As the ins and outs of the UK leaving the European Union continue to be debated, James Roberts, business development director for insurance at Europcar Mobility Group UK, feels that - whatever the outcome - the pain for customers facing lengthy and expensive repair bills could be felt within hours.

James Roberts Europcar
James Roberts, business development director for insurance at Europcar Mobility Group UK

Deal or no deal? Either way, extended repair cycle times, parts delays and rises in repair costs are definitely not ‘humbug’.

As the negotiations conclude in Brussels, any ‘just in time’ solution is unlikely to be quick enough to effect the border delays and import tariffs that Brexit – deal or no deal – will bring to accident repair companies. So, as the average repair cycle time and cost looks set to increase along with the knock-on rise in average length of rental – accident repairers, car rental companies and insurers must work together to mitigate potential loss of revenue and customer loyalty.

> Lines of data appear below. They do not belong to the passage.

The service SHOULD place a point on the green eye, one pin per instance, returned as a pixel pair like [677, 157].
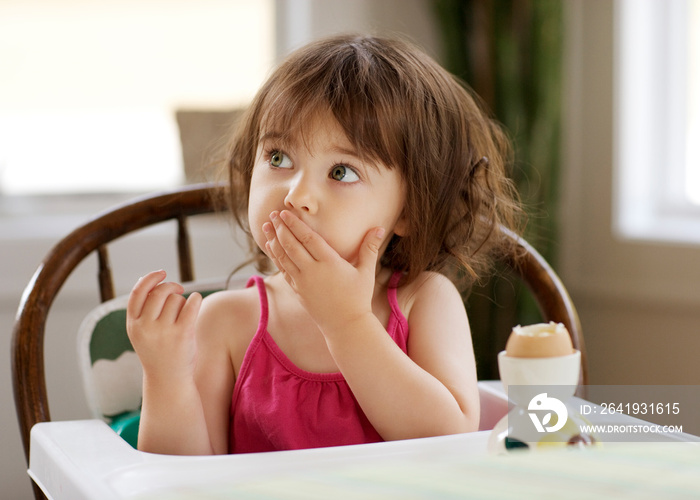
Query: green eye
[342, 173]
[280, 160]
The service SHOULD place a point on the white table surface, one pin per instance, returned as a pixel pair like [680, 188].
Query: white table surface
[85, 459]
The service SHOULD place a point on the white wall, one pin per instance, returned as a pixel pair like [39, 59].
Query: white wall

Already on the environmental agenda for their obvious energy saving credentials, green car parts might form part of the solution. These undamaged and reusable parts of end-of-life and written-off vehicles are routinely reclaimed during the dismantling and recycling process. There is already an extensive market for affordable green parts for every car brand in the UK. Border delays are likely to severely disrupt the ‘just in time’ parts supply model adopted by the majority of accident repairers. So with rigorous testing and warranties already demanded of green parts providers, right now seems an opportune moment to start using them more. 

Ultimately though, even if accident repairers have already done their supply chain homework in advance of 1 November, being cut adrift from our major trading partner overnight is likely to mean repair cycle times rise. The impact of Brexit, will be felt not in months or weeks, but hours. Lengthy waits for repair may well lead insurance assessors to write-off a vehicle, leaving their customers without a car while they find a new one. Alternatively they play the waiting game for the repair and the average rental times increase. 

To avoid being stuck between a rock and a hard place it’s vital that insurers not only talk to their primary rental supplier, but ensure they have back-up support too. It’s not just car parts that will take longer to arrive on our shores, new vehicles are likely to be in short supply too. Developing strategic partnerships with rental companies that can provide effective and affordable three-month plus car rentals is an astute move. 

This is an important issue because some insurers may need to look at three-month plus car hire options for policyholders in the event their vehicle is written off and they have to wait for a new one to arrive.

In the end, if accident repairers can’t get parts they can’t repair cars, their cash flow is disrupted and they risk going out of business. Harsh but true. 

The knock-on effect on the insurance industry paints a bleak picture of long waits and increased premiums. No matter how Brexit pans out, everyone in the repair cycle needs to support each other in finding a workable solution, to keep our industries not only afloat, but riding the crest of the wave as we broach the troubled waters ahead.